Il propose de promouvoir « la publicité des rencontres entre responsables publics (notamment les membres du gouvernement, parlementaires, rapporteurs sur un texte, présidents de commissions au sein des deux assemblées) avec les représentants d’intérêts pour rendre plus transparentes leurs relations ». La Haute autorité réclame par ailleurs un pouvoir de sanction administrative en cas d’entrave aux missions des agents de la Haute Autorité dans le cadre du contrôle des obligations déclaratives et déontologiques des représentants d’intérêts.

Didier Migaud s’oppose à l’exécutif sur la réécriture du décret concernant les obligations des lobbyistes issus de la loi « Sapin II ». Comme l’écrivait Lettre A, le président de la Haute autorité souhaite voir modifier ce texte afin d’imposer aux représentants d’intérêts des déclarations plus complètes et plus fréquentes.

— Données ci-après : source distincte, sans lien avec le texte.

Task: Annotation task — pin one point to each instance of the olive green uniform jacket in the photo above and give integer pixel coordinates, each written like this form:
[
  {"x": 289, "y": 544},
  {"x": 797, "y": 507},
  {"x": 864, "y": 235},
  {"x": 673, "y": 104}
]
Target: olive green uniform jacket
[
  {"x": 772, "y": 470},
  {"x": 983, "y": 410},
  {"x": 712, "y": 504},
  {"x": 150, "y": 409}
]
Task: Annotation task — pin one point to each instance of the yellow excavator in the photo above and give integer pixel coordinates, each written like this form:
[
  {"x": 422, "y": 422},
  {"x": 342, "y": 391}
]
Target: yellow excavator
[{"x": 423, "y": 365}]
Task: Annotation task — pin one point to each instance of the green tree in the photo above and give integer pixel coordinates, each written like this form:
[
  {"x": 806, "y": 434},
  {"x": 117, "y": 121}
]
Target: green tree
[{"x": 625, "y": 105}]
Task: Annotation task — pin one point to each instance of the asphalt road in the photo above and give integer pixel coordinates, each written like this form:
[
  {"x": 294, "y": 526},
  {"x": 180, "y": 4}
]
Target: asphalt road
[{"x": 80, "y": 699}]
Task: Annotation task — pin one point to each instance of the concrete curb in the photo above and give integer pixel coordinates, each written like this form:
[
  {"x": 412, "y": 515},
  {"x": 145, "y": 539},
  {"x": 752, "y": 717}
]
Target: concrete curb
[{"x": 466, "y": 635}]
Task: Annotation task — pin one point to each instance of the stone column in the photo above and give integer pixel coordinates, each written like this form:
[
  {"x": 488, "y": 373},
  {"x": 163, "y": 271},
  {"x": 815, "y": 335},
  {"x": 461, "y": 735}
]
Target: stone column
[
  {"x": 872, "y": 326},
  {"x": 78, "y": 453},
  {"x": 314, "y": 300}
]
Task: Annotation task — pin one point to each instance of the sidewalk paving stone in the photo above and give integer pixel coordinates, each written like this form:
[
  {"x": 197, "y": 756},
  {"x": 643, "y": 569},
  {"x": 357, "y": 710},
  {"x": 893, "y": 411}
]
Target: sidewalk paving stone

Matignon estime ces évolutions inutiles.

Contrôle de la mobilité des agents entre le public et le privé

La loi du 6 août 2019 relative à la transformation de la vie publique a apporté des outils pour prévenir les conflits d’intérêts des fonctionnaires et des agents publics en confiant de nouvelles prérogatives à la Haute autorité. Au Sénat, des amendements plus ambitieux avaient été votés pour empêcher le « pantouflage » et limiter les activités de lobbying des anciens hauts fonctionnaires auprès de leur administration d’origine.

Cette année est donc la première où l’instance a été amenée à contrôler la mobilité des agents entre le public et le privé. 465 avis ont été rendus en 2020, dans 94,5 % des cas, ces reconversions ont été jugées compatibles mais « un peu plus de la moitié s’accompagnent de réserves destinées à prévenir les risques de nature déontologique et pénale ».

La Haute autorité recommande une harmonisation des textes sur le contrôle de la reconversion professionnelle des membres du gouvernement, de certains exécutifs locaux et d’autres agents publics, mais aussi de préciser les activités privées entrant dans le champ du contrôle. Elle propose également d’étendre le contrôle de la reconversion professionnelle aux agents de certains établissements publics comme la Caisse des dépôts. « Il est important que l’on puisse encadrer le départ des agents de ces structures vers le privé », a insisté Didier Migaud.

« Je constate un blocage sur les propositions que nous faisons mais je pense que ça peut bouger », veut croire le président de la Haute autorité. Il se dit « déterminé à porter (ses) propositions » et garde « espoir qu’elles passent au cours de ce quinquennat ». Certaines propositions, comme la simplification des déclarations d’intérêts des élus, pourraient être intégrées dans la loi 4D. « La balle est dans le camp de l’exécutif et du législateur », assure Didier Migaud.